Denver Museum Hopes For More Fossil Discoveries Near Snowmass
DENVER (CBS4)- Scientists at the Denver Museum of Nature and Science are preparing to return to Snowmass Village and the Ziegler Reservoir on May 15.
They pulled 600 Ice Age bones from the site during an 18-day dig in October and November, calling the Ziegler Find one of the most significant in Colorado.
The find included eight to 10 mastodons, four mammoths, four bison and the first Jefferson’s ground sloth ever found in the state. But the scientists also found tiny salamander bones and plants from the Ice Age.
But it all started with the keen eye of bulldozer driver Jesse Steele.
“I was pushing the peet moss, kind of watching and all of the sudden a couple of rib bones came up in the dozer blade,” said Steele.The discovery of those first bones sent the museum scientists scurrying up the mountains to a scene they could have only imagined.
“Multiple mammoths are pretty rare so we went up to the site,” said paleontologist Kirk Johnson. “It was a beautiful, sunny day and while we were standing there, the bulldozer drove by and pronged up with big leg bone. We started digging with our hands and we’re finding tusks, pieces of logs and wood and more bone. We dug until the sun went down.”
It was an adventure three scientists shared together.
“We’re in dress shirts, ties, pants, the nine yards, our nice shoes,” paleontologist Ian Miller recalled. ” We jump right in. It’s incredible.”

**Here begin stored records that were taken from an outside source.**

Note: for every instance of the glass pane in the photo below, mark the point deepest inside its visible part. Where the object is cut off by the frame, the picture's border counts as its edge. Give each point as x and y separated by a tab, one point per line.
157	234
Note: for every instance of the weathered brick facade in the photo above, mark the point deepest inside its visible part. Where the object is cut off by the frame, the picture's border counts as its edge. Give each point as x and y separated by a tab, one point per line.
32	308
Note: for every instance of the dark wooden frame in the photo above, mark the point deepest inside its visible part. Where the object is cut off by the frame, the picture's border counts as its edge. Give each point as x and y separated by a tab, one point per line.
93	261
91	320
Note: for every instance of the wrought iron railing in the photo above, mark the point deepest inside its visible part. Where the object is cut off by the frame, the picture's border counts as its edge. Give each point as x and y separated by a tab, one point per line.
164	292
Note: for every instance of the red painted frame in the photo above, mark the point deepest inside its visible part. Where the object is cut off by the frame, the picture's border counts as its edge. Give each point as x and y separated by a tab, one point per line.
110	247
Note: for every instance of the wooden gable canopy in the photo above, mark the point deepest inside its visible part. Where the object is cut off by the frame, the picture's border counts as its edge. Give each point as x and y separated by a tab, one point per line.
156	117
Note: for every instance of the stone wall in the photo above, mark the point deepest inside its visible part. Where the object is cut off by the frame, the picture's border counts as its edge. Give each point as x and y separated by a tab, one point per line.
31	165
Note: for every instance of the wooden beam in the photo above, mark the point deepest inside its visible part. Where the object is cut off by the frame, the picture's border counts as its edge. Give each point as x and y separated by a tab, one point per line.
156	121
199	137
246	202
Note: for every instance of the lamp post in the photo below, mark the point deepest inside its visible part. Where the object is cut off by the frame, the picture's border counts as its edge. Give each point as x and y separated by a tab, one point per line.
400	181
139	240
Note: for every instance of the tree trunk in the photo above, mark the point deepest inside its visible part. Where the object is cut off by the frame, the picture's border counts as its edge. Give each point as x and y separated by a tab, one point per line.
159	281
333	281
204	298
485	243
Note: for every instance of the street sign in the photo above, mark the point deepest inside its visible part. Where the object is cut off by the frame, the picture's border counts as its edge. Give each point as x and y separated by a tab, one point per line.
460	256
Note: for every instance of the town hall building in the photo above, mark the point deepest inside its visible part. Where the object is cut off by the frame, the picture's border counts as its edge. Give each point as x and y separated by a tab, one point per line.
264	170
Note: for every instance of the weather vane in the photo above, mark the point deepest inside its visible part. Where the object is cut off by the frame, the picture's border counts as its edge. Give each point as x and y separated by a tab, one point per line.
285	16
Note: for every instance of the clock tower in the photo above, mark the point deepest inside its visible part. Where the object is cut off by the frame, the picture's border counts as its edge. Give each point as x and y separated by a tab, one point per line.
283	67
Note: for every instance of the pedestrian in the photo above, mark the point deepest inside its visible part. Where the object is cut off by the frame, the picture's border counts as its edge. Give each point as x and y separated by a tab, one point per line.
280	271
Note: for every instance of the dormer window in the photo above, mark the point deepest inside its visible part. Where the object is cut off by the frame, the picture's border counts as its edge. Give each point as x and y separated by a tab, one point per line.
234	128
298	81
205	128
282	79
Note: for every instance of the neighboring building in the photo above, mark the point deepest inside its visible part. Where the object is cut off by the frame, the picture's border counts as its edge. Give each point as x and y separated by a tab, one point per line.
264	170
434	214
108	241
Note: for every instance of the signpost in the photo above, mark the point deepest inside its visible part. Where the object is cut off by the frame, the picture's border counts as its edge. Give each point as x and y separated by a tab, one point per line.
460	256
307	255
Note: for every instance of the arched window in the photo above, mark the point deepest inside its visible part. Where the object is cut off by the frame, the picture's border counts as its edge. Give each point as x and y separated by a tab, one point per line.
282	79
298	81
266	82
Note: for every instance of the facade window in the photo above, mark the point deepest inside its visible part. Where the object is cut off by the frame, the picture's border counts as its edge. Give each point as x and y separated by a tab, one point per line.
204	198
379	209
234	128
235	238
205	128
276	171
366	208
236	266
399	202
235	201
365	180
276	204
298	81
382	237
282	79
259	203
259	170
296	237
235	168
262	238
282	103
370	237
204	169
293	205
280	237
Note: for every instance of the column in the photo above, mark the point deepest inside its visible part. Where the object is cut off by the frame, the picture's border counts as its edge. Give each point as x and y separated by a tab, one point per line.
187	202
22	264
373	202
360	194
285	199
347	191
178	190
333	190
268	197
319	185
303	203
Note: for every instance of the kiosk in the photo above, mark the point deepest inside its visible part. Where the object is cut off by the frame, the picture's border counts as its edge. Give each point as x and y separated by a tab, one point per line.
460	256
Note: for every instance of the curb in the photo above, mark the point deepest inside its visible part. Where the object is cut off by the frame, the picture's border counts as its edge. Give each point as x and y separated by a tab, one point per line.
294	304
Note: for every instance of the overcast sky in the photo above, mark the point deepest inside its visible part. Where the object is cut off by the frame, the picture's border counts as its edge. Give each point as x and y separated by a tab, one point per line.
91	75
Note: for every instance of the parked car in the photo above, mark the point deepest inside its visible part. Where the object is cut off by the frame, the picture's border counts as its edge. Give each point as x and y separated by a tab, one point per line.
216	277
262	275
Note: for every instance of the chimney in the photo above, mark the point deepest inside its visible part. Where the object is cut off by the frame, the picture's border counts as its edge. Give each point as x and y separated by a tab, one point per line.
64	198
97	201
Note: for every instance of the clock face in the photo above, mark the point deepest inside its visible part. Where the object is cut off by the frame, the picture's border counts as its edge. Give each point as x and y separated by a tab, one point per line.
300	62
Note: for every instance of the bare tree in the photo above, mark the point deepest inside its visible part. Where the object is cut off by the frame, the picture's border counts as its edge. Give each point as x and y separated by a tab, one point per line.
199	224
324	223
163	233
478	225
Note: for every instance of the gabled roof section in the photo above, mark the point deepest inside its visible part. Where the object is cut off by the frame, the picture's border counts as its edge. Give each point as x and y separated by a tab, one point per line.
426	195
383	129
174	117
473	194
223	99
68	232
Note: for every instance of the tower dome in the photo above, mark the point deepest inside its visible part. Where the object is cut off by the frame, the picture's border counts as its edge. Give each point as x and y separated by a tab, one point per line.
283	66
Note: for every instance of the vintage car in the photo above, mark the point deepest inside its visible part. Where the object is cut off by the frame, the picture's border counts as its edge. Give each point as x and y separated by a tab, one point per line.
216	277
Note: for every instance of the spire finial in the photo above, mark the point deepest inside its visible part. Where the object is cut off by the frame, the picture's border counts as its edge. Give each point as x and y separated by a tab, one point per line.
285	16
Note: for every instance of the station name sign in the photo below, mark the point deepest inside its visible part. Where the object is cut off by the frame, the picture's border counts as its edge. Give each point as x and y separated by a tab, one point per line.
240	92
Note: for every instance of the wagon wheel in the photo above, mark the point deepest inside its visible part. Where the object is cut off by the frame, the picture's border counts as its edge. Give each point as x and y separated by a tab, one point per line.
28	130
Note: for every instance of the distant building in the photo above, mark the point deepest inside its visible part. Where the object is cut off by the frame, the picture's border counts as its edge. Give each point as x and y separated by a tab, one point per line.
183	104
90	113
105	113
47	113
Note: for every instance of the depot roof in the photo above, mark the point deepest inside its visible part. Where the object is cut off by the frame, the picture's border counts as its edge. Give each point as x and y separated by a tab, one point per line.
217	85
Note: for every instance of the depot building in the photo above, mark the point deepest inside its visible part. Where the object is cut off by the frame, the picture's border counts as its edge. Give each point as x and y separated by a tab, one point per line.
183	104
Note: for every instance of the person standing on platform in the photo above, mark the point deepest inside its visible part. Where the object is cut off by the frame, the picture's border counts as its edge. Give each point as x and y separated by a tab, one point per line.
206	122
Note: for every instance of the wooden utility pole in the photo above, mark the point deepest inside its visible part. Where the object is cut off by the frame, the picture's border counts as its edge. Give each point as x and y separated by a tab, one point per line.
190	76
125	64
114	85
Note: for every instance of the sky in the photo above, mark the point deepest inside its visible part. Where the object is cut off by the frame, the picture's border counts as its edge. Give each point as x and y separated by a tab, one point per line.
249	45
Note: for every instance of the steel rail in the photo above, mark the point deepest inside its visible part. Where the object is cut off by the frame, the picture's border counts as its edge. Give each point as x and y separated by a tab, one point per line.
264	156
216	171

Archaeologist Steve Holen took charge of the original find, quartering it off so it could be carefully screened and preserved.
“We’re going to use archeological techniques to do a lot of screening of the sediments up in the peet bed and other locations,” Holen explained, “to see what we might find associated with the mammoths and mastodons.”
When they return in the spring for a dig that’s scheduled to last six weeks they will be looking to see if any human artifacts are found in the Ziegler Reservoir. That would offer new clues about human interaction with the Ice Age animals.
The reservoir was being dug to provide a water source to Snowmass Village.
The scientists say it served a similar purpose in the Ice Age when it was a lake. “All animals would have come from surrounding areas to drink at this place,” Holen said. “Some of them obviously died here.”
The site is believed to be between 150,000 to 50,000 years old and that it was covered in ice at two separate times. And it is a site filled with potential because of it’s elevation, diversity of fossils, preservation, the same of time between the fossils and the era itself.
“It’s not a period of time we know particularly well,” said Johnson.
The Ziegler site could also offer clues about why those giant prehistoric beasts moved to higher altitudes. Scientists say it is possible as temperatures rose around the world, the site was a refuge for the animals being squeezed out of their environment.
Finding out what happened eons ago could help answer questions in the current debate about global warming.
“The better you understand historical contest whether it’s your own personal life or your family’s history or your country’s history, the better you understand the context and the timing, the better you understand what trends mean,” Johnson said.
While the scientists wait to return to the dig site, an incredible amount of work has gone on at the Denver Museum of Nature and Science to preserve and understand what’s already been discovered.
The museum says the Ziegler project fits with its mission exactly. “Snowmass is almost a picture perfect example of what a museum does,” Johnson said. “(It) makes discoveries, preserves the results and communicates the results to the public.”
It will take some time to get all of the fossils preserved well enough to go on display at the museum. For now, a small cart with some of the fossils including teeth is on display on the second floor of the museum. Those pieces are sturdy enough to actually allow visitors to touch them.
The museum hopes the discovery will inspire its youngest visitors.
“Those fossils are part of the heritage of Colorado,” Johnson said. “If we can do a better job of taking care of them, we’ll be a better place for inspiring kids to become scientists and for adults to understand science.”